Anche le ulcere cutanee sono frequenti e sono la causa più importante di amputazione non traumatica delle
estremità inferiori nella popolazione mondiale. I fattori di rischio sono il sesso maschile, una storia di diabete
superiore ai 10 anni, la presenza di neuropatia, alterazioni morfologiche del piede ed il fumo attivo.
PROGNOSI:
La mortalità negli USA rappresenta la 4 causa di morte per malattia, con una mortalità aumentata di 2 volte
rispetto ai pazienti non diabetici; la morbidità rappresenta la principale causa di cecità acquisita nell’adulto, con
un rischio di sviluppare stroke o infarto del miocardio di 2-4 volte rispetto a pazienti non diabetici, così
come nefropatia ed amputazioni dalle 15-40 volte rispetto alla norma. Il controllo della glicemia e della pressione
arteriosa hanno un impatto importante sia sulla morbilità che sulla mortalità; non si hanno dei valori soglia, in
quanto più i valori di glicemia/pressione arteriosa sono bassi, maggiori risultati si ottengono.
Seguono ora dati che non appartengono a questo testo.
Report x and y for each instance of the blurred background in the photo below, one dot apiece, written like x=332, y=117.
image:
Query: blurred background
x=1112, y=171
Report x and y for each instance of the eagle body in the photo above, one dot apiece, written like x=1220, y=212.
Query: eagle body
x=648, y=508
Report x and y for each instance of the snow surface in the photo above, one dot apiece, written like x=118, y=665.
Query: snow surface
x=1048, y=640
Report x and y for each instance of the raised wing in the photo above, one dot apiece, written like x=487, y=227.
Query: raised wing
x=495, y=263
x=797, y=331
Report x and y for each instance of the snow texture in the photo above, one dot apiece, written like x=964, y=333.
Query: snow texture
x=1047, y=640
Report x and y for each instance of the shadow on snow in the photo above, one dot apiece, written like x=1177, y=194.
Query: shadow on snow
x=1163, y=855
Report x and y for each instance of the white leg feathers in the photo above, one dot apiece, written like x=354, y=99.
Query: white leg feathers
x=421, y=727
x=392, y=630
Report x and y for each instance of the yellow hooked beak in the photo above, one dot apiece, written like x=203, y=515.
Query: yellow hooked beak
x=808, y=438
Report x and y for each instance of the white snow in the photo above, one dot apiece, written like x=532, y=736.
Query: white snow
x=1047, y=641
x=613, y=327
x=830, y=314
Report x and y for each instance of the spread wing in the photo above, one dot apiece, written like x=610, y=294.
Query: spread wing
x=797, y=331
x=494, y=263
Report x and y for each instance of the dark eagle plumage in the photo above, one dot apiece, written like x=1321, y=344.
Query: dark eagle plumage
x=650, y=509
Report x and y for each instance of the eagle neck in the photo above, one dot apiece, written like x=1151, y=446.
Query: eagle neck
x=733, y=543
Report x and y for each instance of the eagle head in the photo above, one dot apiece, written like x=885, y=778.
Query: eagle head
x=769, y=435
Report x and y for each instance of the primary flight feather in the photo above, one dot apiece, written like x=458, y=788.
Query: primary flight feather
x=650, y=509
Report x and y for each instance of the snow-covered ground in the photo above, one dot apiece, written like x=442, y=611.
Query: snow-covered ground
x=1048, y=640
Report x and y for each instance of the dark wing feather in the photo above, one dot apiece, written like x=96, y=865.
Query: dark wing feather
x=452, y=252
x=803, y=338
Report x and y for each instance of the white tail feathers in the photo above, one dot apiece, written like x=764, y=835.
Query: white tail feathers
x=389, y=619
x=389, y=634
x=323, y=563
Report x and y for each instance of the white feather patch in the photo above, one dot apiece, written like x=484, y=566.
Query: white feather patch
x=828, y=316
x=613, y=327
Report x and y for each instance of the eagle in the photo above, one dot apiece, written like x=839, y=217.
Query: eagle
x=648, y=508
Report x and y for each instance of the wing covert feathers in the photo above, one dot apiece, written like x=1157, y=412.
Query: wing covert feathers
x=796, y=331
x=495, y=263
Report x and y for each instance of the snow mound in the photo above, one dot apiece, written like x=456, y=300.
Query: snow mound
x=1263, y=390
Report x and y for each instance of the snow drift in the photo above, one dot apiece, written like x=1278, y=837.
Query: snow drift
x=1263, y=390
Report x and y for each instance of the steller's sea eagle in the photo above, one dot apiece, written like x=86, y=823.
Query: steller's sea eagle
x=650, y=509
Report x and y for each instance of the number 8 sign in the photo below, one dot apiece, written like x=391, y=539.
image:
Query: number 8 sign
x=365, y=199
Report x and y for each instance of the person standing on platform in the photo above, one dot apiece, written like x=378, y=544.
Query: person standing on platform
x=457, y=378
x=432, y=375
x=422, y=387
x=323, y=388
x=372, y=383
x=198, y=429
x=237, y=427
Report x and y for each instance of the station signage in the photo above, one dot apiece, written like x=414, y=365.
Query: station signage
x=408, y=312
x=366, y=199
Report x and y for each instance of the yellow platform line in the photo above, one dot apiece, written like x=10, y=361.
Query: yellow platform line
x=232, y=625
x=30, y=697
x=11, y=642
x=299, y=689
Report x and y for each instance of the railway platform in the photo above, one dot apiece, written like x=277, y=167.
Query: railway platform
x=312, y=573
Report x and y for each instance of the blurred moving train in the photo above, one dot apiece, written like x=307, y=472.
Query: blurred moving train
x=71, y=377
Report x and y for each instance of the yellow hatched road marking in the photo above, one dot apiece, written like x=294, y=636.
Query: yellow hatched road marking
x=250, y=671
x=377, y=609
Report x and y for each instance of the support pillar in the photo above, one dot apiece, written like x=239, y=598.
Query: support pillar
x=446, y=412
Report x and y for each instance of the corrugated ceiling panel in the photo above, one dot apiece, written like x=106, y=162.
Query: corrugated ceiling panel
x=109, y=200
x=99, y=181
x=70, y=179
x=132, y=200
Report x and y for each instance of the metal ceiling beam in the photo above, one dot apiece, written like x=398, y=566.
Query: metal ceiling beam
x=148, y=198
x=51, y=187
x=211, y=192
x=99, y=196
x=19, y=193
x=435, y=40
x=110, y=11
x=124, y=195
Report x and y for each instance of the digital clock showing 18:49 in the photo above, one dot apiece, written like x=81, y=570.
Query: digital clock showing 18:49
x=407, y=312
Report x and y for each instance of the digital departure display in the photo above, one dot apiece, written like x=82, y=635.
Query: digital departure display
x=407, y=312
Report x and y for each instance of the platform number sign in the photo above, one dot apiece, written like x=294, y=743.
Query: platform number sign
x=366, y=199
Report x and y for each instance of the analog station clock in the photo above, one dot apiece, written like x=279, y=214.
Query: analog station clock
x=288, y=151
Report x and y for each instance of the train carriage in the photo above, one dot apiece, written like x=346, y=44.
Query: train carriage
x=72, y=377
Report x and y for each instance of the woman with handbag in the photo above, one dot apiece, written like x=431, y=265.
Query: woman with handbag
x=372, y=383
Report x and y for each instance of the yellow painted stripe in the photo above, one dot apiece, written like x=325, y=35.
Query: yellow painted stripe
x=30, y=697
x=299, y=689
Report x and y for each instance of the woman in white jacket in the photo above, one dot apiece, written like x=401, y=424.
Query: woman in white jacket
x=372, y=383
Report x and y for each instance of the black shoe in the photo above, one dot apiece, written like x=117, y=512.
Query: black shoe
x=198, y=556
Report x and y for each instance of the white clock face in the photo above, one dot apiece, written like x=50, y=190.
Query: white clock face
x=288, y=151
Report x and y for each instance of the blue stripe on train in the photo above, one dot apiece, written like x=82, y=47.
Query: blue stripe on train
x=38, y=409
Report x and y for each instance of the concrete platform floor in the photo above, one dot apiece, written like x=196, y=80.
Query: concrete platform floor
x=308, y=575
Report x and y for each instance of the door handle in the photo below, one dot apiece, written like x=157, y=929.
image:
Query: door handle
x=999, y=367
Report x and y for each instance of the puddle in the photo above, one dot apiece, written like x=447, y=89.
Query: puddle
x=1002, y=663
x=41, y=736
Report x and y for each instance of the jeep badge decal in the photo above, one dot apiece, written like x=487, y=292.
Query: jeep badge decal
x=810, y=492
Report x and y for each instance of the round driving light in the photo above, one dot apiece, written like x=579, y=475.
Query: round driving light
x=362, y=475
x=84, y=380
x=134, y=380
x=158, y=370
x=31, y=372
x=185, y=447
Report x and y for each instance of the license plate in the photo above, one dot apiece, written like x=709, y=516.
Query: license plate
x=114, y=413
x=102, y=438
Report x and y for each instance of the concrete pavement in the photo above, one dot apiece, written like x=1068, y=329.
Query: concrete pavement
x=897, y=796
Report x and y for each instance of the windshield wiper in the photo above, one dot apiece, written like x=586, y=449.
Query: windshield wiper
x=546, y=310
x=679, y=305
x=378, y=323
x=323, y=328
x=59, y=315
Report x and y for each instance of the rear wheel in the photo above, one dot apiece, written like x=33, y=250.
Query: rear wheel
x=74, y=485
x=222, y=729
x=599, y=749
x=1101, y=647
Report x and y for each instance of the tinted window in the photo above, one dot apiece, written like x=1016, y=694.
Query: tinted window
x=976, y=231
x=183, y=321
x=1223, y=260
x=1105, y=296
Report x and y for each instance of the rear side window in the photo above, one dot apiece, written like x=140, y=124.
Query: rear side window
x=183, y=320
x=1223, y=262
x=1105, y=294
La terapia
comporta ridotta mortalità (del 12%), un ridotto rischio di infarto (del 16%), una ridotta retinopatia (del 21%) ed
una ridotta microalbuminuria (del 33%). Per quello che infine riguarda la mortalità per ogni decremento dell’1%
della HbA1C si ha una riduzione del 14% di mortalità e per ogni decremento di 10 mmHg di pressione arteriosa si
ha una riduzione del 12% di mortalità. Valori simili si hanno anche per l’infarto miocardico acuto.